Many commentators agree that Psalm 20 and 21 are companions. In Psalm 20 the people asked God for help before going into battle and this Psalm reveals the people thanking God for giving them the victory.

Battle imagery lies at the heart of much of the Old Testament. The reason for this is simple: Israel lived in a hostile world where her position was constantly challenged by external threats. The wars of conquest, of which there were many, were "holy wars" bearing the judgment of God against idolatry.  While those wars were “holy wars” of God’s judgment against idolatry, they were also for the expulsion of the demonic presence behind those idols (cp. Deut. 32:15-17).  Therefore, the battles Israel fought were the battles of God against the powers of darkness.

In Psalm 20 the people had asked God to give their king his “heart’s desire” and here they acknowledge God had granted him the desire of his heart (victory).  The military victory which the king won in battle was the victory which God in His might had granted. 

David described a symbolic scene of God’s favor upon him: God met him with a solemn blessing—the pronouncement of victory and success—and a crown of pure gold that He placed upon his head.  The crown is the headpiece of a king. The following verses (vv. 5-12) indicate that David is praising the Lord for the rich blessings of His covenant with him (2 Sam. 7).  Israel had prayed for the Lord to answer their king’s request for protection in the battle (20:1) and God graciously answered the nation’s plea throughout the war by protecting David.

Notice verse 7: For the king trusts in the Lord, and through the mercy of the Most High he shall not be moved.”  The Hebrew word for “Most Hight” is “Elyon” which emphasizes God’s uniqueness and His supremacy above all others.  It reminds us He is the Creator of heaven and earth and the Owner of all. He is not merely mighty, but Almighty. The Psalmist declared: “He who dwells in the shelter of the Most High will rest in the shadow of the Almighty” (Psalm 91:1).  It is no wonder that King David was successful as God’s king over Israel.  Observe that in v 8 and 9, God, the Almighty, will know His enemies and they will be cast into a fiery oven in the time of His anger (cp. 2 Thess. 1:7-10). 

Just as Israel prayed for their king to be victorious, we should pray for our national leaders.  “First of all, then, I urge that supplications, prayers, intercessions, and thanksgivings be made for all people, for kings and all who are in high positions, that we may lead a peaceful and quiet life, godly and dignified in every way. This is good, and it is pleasing in the sight of God our Savior, who desires all people to be saved and to come to the knowledge of the truth” (I Tim. 2:1-4).

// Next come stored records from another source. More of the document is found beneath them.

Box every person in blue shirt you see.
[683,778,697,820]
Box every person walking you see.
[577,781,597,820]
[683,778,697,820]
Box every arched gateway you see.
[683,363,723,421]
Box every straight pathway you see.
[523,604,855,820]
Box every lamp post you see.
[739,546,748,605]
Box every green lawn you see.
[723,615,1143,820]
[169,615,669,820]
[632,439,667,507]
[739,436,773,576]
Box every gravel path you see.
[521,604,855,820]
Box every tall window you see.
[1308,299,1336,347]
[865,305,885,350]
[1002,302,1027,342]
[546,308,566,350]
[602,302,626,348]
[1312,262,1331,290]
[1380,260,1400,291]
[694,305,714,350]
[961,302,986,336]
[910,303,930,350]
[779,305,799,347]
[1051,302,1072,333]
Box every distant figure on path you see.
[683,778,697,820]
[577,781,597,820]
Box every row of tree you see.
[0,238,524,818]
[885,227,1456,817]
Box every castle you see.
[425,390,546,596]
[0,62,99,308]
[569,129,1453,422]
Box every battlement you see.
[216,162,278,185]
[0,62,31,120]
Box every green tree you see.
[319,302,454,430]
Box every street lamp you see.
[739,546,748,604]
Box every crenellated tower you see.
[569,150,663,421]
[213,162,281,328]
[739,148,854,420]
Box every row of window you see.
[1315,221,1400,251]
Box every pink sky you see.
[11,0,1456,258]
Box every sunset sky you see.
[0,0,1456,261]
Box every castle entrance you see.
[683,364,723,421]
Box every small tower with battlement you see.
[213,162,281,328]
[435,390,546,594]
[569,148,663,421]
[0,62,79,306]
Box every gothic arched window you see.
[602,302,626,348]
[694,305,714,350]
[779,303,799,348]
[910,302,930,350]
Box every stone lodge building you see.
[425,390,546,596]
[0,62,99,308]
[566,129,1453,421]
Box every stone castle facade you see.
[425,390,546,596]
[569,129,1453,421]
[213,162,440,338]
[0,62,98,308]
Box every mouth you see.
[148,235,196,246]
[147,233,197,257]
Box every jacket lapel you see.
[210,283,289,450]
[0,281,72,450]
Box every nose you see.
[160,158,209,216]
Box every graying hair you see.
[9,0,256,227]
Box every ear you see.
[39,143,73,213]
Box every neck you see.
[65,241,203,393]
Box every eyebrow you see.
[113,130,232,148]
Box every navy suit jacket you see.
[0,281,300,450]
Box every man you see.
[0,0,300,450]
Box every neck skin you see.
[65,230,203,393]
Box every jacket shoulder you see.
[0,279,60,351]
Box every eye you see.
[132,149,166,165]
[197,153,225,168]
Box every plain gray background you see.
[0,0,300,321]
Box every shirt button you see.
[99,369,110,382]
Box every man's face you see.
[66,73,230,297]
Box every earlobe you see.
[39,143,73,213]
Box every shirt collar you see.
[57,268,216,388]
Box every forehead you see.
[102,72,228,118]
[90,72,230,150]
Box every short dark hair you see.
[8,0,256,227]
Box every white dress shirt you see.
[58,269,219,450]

Many believe that this Psalm is Messianic in nature and that could be true.  In the New Testament, Jesus comes as the Warrior-King, taking David's throne, doing battle with the demonic powers who hold this world captive. He comes to cast out the "ruler of this world" (John 12:31). He sent out His disciples with authority to expel demons (Mark 3:15).

In Jesus Christ we have the fulfillment of all this beautiful Psalm. Our Lord assaulted sin on the Cross. He defeated death by giving Himself to it and then triumphing over it. In destroying death, He also destroyed Satan's weapon to keep us in lifelong fear and bondage.

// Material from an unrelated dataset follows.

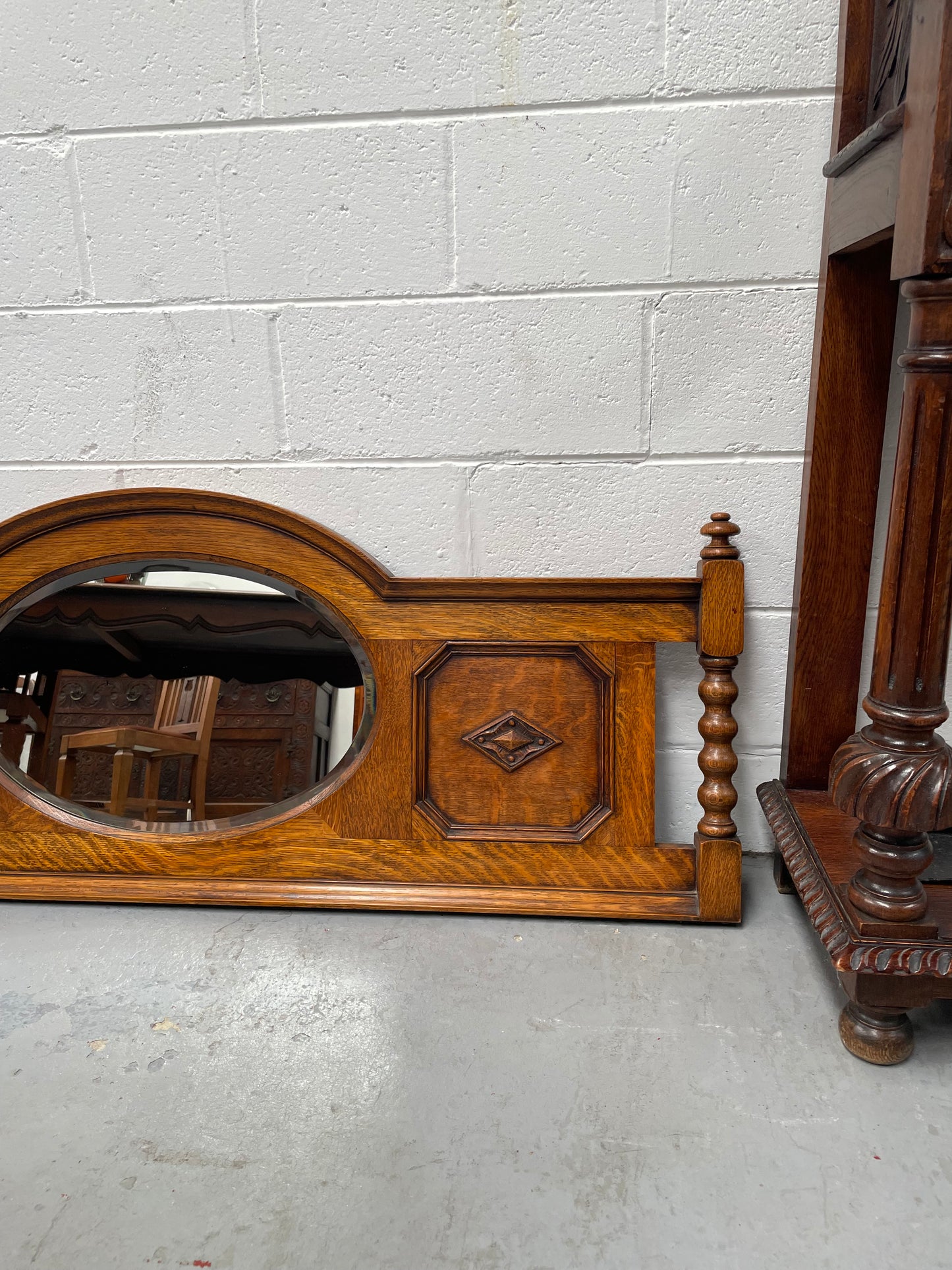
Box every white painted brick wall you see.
[0,0,837,850]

While Jesus went to Jerusalem to suffer and die, that tells only half of the story.  The Hebrew writer tells us that Jesus, for the joy that was set before Him, endured the cross and despised the shame (Heb. 12:2).  But Christ is risen and has ascended into great joy.  At His right hand are pleasures forevermore; fullness of joy is there (Ps. 16: 11). The faithful servant is invited to enter his Lord’s joy (Matt. 25: 21, 23).

This is a Psalm of thanksgiving in response to the victory God granted in response to the prayer offered in Psalm 20.  We should always thank God for His blessings, including specific answers to our prayers.  If you want to have a close relationship with God, it is important to thank Him for the blessings you receive. This might be as simple as remembering to thank God when you are feeling good or actively enjoying a blessing. However, you should also look for ways to be grateful to God even when times are difficult.

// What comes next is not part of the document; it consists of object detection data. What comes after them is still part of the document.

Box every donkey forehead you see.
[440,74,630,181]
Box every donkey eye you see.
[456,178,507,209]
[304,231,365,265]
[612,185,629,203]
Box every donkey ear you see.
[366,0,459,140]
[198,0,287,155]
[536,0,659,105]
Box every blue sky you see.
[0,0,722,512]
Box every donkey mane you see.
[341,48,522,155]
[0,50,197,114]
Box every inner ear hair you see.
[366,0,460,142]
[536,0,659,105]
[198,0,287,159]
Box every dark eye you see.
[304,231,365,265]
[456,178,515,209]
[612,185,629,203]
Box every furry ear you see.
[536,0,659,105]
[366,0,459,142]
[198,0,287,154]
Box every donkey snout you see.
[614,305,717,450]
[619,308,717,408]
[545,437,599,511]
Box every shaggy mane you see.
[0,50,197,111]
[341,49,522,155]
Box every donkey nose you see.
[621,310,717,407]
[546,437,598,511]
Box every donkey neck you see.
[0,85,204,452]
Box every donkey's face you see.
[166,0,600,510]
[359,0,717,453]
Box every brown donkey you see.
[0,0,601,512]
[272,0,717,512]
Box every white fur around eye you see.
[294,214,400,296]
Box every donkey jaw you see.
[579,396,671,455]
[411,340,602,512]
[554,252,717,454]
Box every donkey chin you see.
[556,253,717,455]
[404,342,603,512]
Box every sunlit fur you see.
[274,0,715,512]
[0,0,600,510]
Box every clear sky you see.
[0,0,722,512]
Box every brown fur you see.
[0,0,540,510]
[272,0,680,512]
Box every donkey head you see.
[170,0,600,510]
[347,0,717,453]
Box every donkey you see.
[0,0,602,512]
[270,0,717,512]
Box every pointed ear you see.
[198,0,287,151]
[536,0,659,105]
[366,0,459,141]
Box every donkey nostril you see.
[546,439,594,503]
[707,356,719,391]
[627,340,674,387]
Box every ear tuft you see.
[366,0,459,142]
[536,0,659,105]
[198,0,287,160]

The ultimate way to show gratitude to God is to devote your life to Him. Paul wrote: "Rejoice always, pray without ceasing, give thanks in all circumstances; for this is the will of God in Christ Jesus for you" (I Thess. 5:16-18).  In urging the Thessalonians to “pray” and to “give thanks” (5:17–18a), Paul is giving advice he himself modeled (cf. 1:2; also 2:13; 3:9–10, 11–13; 5:23; 2 Thess. 1:3, 11; 2:13, 16–17).  Paul was convinced that in all circumstances God was at work on behalf of his people (Rom. 8:28), he could therefore urge the Thessalonians to “give thanks in all circumstances.”  This is true because of the benefits we receive when going through some trial.  “For you know that when your faith is tested, your endurance has a chance to grow. So, let it grow, for when your endurance is fully developed, you will be perfect and complete, needing nothing”. (James 1:3-4 NLT) God promises that in our pain, in our brokenness, he will be near. 

Therefore, in every difficulty of life, regardless of how difficult the trial, we can give God thanks because His purpose is bigger than any problem I may have.  He will provide the power I need to overcome the problem and I can grow through the experience if I allow God to help me.